Imbalanced Data and Learning

Imbalanced data is a disproportionate number of data points with discrete labels and can be a big challenge to develop an accurate classifier. A classifier attempts to find the data boundary where one class ends and the other begins. Classification is used to create these boundaries when the desired output (label) is discrete such as 0/1, Yes/No, 1,2,3,4,5, or Normal/Abnormal. Regression is used when the desired output (label) is continuous.

Imbalanced data can give biased predictions for classification when there is a minority class. This tutorial demonstrates how to deal with imbalanced data.

# Balanced Data
import numpy as np
from sklearn.datasets import make_blobs
import matplotlib.pyplot as plt

feature, label = make_blobs(n_samples=[2000,2000],\
                       n_features=2,\
                       centers=[(-5,5),(5,5)],\
                       random_state=47,\
                       cluster_std=3)
plt.figure(figsize=(6,3))
for cv in range(2):
    row = np.where(label==cv)
    plt.scatter(feature[row,0],feature[row,1],\
                cmap='Paired')
plt.tight_layout()
plt.savefig('balanced_data.png',dpi=300)
plt.show()

The dots are the color of the respective label. In this example, each class has the same size and spread and the the classifier splits the space in the middle. However, many data sets are imbalanced where every class is unequally sized, or weighted. This imbalance skews the classifier to favor the majority class.
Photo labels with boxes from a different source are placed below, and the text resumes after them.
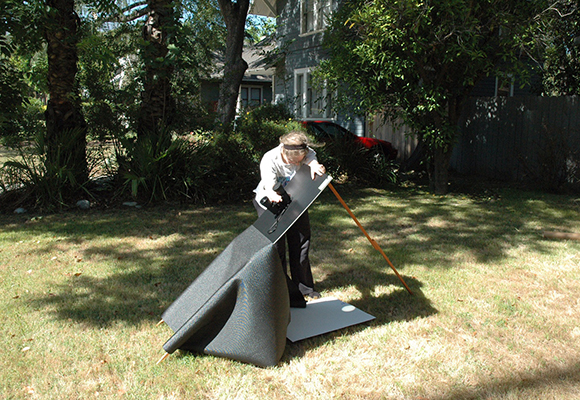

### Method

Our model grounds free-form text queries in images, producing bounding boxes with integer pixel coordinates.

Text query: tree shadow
[282,268,438,363]
[430,362,580,400]
[17,183,577,332]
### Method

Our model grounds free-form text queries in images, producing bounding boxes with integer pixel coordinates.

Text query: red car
[302,121,398,160]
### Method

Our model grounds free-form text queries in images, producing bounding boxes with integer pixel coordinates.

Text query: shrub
[117,132,257,203]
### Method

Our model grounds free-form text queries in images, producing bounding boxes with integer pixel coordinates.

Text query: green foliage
[117,131,257,203]
[0,132,88,211]
[246,15,276,43]
[0,44,24,143]
[318,0,544,193]
[538,0,580,96]
[236,104,296,161]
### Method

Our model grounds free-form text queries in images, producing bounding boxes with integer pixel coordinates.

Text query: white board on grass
[286,297,375,342]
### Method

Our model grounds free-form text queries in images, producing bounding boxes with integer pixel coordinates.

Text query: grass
[0,186,580,400]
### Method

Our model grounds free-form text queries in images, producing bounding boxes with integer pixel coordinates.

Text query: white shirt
[254,144,316,208]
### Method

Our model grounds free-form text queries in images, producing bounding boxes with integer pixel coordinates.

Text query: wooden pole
[328,183,413,294]
[544,231,580,240]
[155,353,169,365]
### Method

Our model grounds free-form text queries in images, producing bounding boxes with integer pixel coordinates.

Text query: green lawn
[0,185,580,400]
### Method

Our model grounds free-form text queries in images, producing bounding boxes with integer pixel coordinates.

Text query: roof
[250,0,283,17]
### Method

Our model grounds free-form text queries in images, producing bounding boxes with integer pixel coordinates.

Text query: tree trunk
[45,0,88,183]
[429,95,465,195]
[429,147,452,195]
[137,0,176,142]
[218,0,250,127]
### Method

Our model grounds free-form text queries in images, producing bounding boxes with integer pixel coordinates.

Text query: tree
[137,0,177,141]
[538,0,580,96]
[320,0,541,194]
[218,0,250,127]
[44,0,88,183]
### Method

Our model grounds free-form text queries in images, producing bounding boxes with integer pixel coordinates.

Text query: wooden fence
[367,96,580,181]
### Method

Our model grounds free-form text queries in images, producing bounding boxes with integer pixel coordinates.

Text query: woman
[254,131,326,299]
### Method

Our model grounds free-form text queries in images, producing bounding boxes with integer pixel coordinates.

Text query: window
[495,77,514,97]
[300,0,331,34]
[240,86,262,109]
[294,69,331,119]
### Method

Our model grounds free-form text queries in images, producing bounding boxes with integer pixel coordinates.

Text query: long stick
[328,183,413,294]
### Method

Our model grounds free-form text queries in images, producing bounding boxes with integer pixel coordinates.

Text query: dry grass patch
[0,188,580,400]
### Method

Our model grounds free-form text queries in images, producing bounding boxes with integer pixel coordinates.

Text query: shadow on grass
[430,362,580,400]
[8,181,578,334]
[282,268,437,362]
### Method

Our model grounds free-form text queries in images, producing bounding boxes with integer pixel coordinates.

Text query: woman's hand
[267,192,282,203]
[308,160,326,179]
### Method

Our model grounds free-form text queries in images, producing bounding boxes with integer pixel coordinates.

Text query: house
[201,44,274,114]
[250,0,365,136]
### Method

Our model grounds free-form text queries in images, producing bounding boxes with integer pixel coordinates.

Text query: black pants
[254,199,314,288]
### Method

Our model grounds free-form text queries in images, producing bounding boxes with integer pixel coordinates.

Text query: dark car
[302,121,398,160]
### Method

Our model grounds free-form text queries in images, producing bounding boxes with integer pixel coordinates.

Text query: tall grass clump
[0,134,87,211]
[117,131,257,203]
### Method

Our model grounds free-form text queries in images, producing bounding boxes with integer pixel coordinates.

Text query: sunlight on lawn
[0,188,580,400]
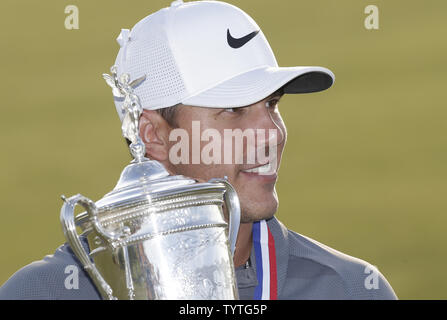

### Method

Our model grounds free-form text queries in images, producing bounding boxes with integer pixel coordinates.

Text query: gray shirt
[0,218,397,300]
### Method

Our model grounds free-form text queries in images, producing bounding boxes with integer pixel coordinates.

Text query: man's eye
[225,108,241,113]
[265,99,279,108]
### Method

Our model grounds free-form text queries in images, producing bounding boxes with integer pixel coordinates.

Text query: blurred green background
[0,0,447,299]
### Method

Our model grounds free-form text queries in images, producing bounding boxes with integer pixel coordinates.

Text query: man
[0,0,396,299]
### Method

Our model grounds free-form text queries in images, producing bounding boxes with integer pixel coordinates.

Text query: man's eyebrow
[266,88,284,100]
from sklearn.datasets import make_blobs
from sklearn.linear_model import LogisticRegression
import numpy as np
import matplotlib.pyplot as plt

features, label = make_blobs(n_samples=[2000,50],\
                             n_features=2,\
                             centers=[(-5,5),(5,5)],\
                             random_state=47,cluster_std=3)
min1, max1 = features[:,0].min()-1,features[:,0].max()+1
min2, max2 = features[:,1].min()-1,features[:,1].max()+1

x1grid = np.arange(min1,max1,.1)
x2grid = np.arange(min2,max2,.1)

xx, yy = np.meshgrid(x1grid,x2grid)
r1,r2 = xx.flatten(), yy.flatten()
r1,r2 = r1.reshape((len(r1), 1)), r2.reshape((len(r2), 1))
grid = np.hstack((r1,r2))
model = LogisticRegression()
model.fit(features,label)

plt.figure(figsize=(6,3))
yp = model.predict(grid)
zz = yp.reshape(xx.shape)
plt.contourf(xx,yy,zz,cmap='Paired')
for cv in range(2):
    row = np.where(label==cv)
    plt.scatter(features[row,0],features[row,1],cmap = 'Paired')

plt.tight_layout()
plt.savefig('imbalanced_classification.png')
plt.show()

from sklearn.datasets import make_blobs
from sklearn.linear_model import LogisticRegression
import numpy as np
import matplotlib.pyplot as plt
import imageio
import os

try:
    os.mkdir('./figures')
except:
    pass

images = []
for i,s in enumerate(np.linspace(2000,50,80)):
    features, label = make_blobs(n_samples=[2000,int(s)],\
                                 n_features=2,\
                                 centers=[(-5,5),(5,5)],\
                                 random_state=47,cluster_std=3)
    if i==0:
        min1, max1 = features[:,0].min()-1,features[:,0].max()+1
        min2, max2 = features[:,1].min()-1,features[:,1].max()+1

    x1grid = np.arange(min1,max1,.1)
    x2grid = np.arange(min2,max2,.1)

    xx, yy = np.meshgrid(x1grid,x2grid)
    r1,r2 = xx.flatten(), yy.flatten()
    r1,r2 = r1.reshape((len(r1), 1)), r2.reshape((len(r2), 1))
    grid = np.hstack((r1,r2))
    model = LogisticRegression()
    model.fit(features,label)

    plt.figure(figsize=(6,3))
    yp = model.predict(grid)
    zz = yp.reshape(xx.shape)
    plt.contourf(xx,yy,zz,cmap='Paired')
    for cv in range(2):
        row = np.where(label==cv)
        plt.scatter(features[row,0],features[row,1],cmap = 'Paired')
    plt.tight_layout()
    figname = './figures/Imbalanced_'+str(10+i)+'.png'
    plt.savefig(figname,dpi=300)
    plt.close()
    images.append(imageio.imread(figname))

# add images in reverse
for i in range(80):
    images.append(images[79-i])

try:
    imageio.mimsave('Imbalanced_Classification.mp4', images)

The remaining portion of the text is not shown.